歌唱力は問題なく完璧だったがやはり心の奥までは伝わってこなかった。
「……やっぱり、本物と偽物じゃ全然違いますね。
ゆりが歌ってるはずなのに、全然そう聞こえない……」
「貴方なら、尚更そう感じるでしょう。
何せゆりちゃんが貴方の為だけに歌い上げた曲ですからね……」
「ゆり……」
(ここからじゃゆりの顔はよく見えないが、
どことなく不安そうだ……でも、お前なら大丈夫だゆり。
きっと、みんなの心にお前の気持ちが届くはずだ。
あのライブの日と、同じように……)
そしてMiss Youを歌い上げ次はいよいよゆりの出番。
ゆりはマイクを手に取って喋り出した。
「Miss Youは特別な曲です。
桂木さんは、大切な人に向けてこの曲を歌いました。
私も、大切な人に向けて歌いたいと思いアレンジさせて頂きました。
そして今日……
私はこの曲をその大切な人に向けて歌いたいと思います。
その人が、この歌を聴いていると信じて……」
「っ!」
「……(微笑)
やはり、貴方をこの場に呼んで正解でしたね。」
「っ……(微笑)」
(ありがとう、ゆり……俺も、
お前に会ったらすぐ伝えたい。
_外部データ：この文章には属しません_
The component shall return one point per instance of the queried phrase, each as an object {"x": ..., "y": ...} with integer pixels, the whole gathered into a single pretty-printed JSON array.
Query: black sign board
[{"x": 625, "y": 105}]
大好きだって……)
「それでは……聴いてください、Miss You……」
憲吾が見守る中Miss Youを歌い続けるゆり、
歌うゆりはあの時のライブ以上に輝いておりゆりの
憲吾を想う気持ちは心の奥まで伝わってきた。
【誰より、誰より あなたのそばにいたい
今でも、誰よりも強く 愛しているの】
「ゆり……俺もお前のことが大好きだ。」
(これから先も、ずっとお前と居たい……)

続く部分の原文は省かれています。